L’incessante inseguimento tra piacere e trasgressione intensifica la rappresentazione del piacere stesso, allontanando i personaggi (e, con loro, anche l’autore) dal bene e dall’educazione gesuita costrittiva che insiste sul pericolo delle tentazioni, con l’intento di giungere finalmente allo sdoppiamento: una parte dell’Io è narratore, l’altra è protagonista. I racconti sono sei, Vittoria, Pierina e l’aprile, Salmace, Scenario, Mio figlio e Fuga in Francia (nella seconda edizione Adelphi del 1993 è stato aggiunto, per volere dell’autore stesso, Il concerto) e narrano di tradimenti fra coniugi e fra genitori e figli, di prostituzione – intesa come il lavoro che più si avvicina alla libertà –, di relazioni omosessuali, di fughe di bancarottieri dalle ripercussioni della legge e, infine, di metamorfosi di genere. I protagonisti sono figure discontinue ma in continuo movimento: sono individui aperti e duttili che tentano di fuggire dalla prigione della monotonia ricercando la diversità al proprio interno ma, allo stesso tempo, sono costantemente accompagnati da inerzia e passività, le quali innescano un moto perpetuo da cui è veramente difficile uscire.
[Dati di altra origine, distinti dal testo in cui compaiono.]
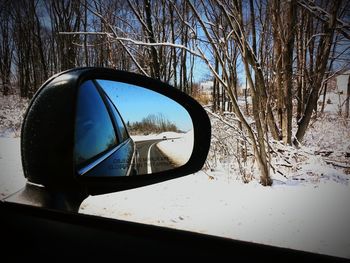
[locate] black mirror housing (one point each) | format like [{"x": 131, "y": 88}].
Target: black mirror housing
[{"x": 47, "y": 139}]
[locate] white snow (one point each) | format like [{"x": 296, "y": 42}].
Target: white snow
[
  {"x": 12, "y": 109},
  {"x": 11, "y": 174},
  {"x": 159, "y": 136},
  {"x": 178, "y": 150}
]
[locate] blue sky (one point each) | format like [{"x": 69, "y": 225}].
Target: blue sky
[{"x": 135, "y": 103}]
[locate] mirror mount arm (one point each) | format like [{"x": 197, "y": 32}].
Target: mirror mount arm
[{"x": 40, "y": 196}]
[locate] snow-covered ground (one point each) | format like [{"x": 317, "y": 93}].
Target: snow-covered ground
[
  {"x": 179, "y": 150},
  {"x": 307, "y": 208}
]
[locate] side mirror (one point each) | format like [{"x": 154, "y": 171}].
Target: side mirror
[{"x": 97, "y": 130}]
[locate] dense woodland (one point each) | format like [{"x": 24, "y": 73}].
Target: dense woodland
[
  {"x": 287, "y": 52},
  {"x": 152, "y": 124}
]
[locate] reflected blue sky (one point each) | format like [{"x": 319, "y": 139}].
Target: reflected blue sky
[{"x": 135, "y": 103}]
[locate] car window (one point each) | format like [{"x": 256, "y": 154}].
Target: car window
[
  {"x": 122, "y": 131},
  {"x": 94, "y": 132}
]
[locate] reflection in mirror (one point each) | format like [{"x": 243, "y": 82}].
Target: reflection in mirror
[{"x": 153, "y": 133}]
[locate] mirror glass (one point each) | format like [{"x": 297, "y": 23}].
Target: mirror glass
[{"x": 125, "y": 130}]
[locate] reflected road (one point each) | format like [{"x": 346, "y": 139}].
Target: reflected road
[{"x": 151, "y": 159}]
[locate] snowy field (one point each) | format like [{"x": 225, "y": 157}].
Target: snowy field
[{"x": 307, "y": 209}]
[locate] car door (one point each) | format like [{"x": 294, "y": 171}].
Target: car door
[{"x": 102, "y": 146}]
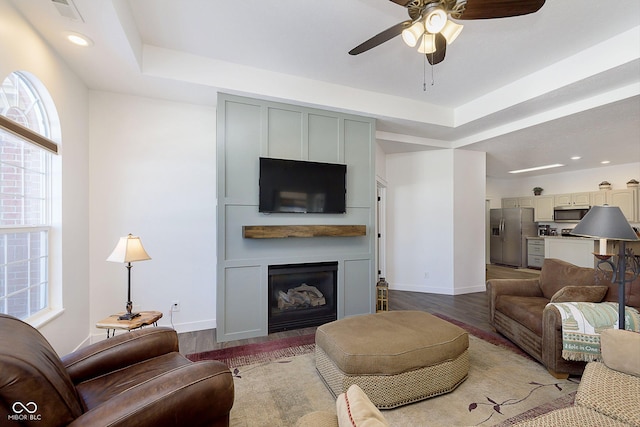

I racconti, all’interno dell’opera, non seguono l’ordine cronologico di stesura, ma non è probabilmente un caso che Scenario e Salmace rappresentino il cuore della raccolta stessa: il primo, unico a travalicare i confini piemontesi, è ambientato a Venezia, «regno di finzioni e recitazioni», e narra le vicende di un amore omosessuale, tema ricorrente negli scritti dell’autore; il secondo racconta la storia di un ragazzo malinconico che la sera di carnevale, osservando giovani donne divertirsi sulle giostre, desidera essere come loro per sentirsi libero e il giorno successivo avviene in lui quella metamorfosi sessuale che porterà il suo aspetto esteriore a coincidere finalmente con la sua identità più intima. Sono storie di coraggio, ricerca, riscoperta, rinnovamento e – grazie anche allo studiato sviluppo dell’intreccio che prende forma in momenti topici della giornata o dell’anno – vanno a sottolineare ancora una volta il messaggio che l’autore aveva necessità di trasmettere: ogni storia, infatti, si svolge al mattino, in primavera e/o a carnevale, tutti momenti di trasformazione e rigenerazione. La differenza risiede nel tipo di ciclo che questi momenti richiamano: il mattino un ciclo abituale di ventiquattro ore, la primavera un ciclo naturale e il carnevale un ciclo sociale.

Alla fine di questo percorso, nel quale Soldati racconta e si racconta, la trasgressione viene focalizzata in accezione prettamente positiva: la mobilità dei confini è la base dell’esistenza, il modo in cui lo scrittore guarda l’uomo è in stretta relazione con la sua parte più istintuale e con le spinte che da lì derivano. La prospettiva è di apertura e di ricerca dell’equilibrio tra l’uomo e il suo istinto: anche se spesso può disorientare o andare contro al modo in cui la ragione e la società suggeriscono di comportarsi, è da questo scontro che deriva la felicità (pur precaria ed effimera). L’idea che l’istinto sia l’unico mezzo per raggiungere una maggiore intensità di vita è forse uno degli aspetti più moderni e attuali di questa raccolta.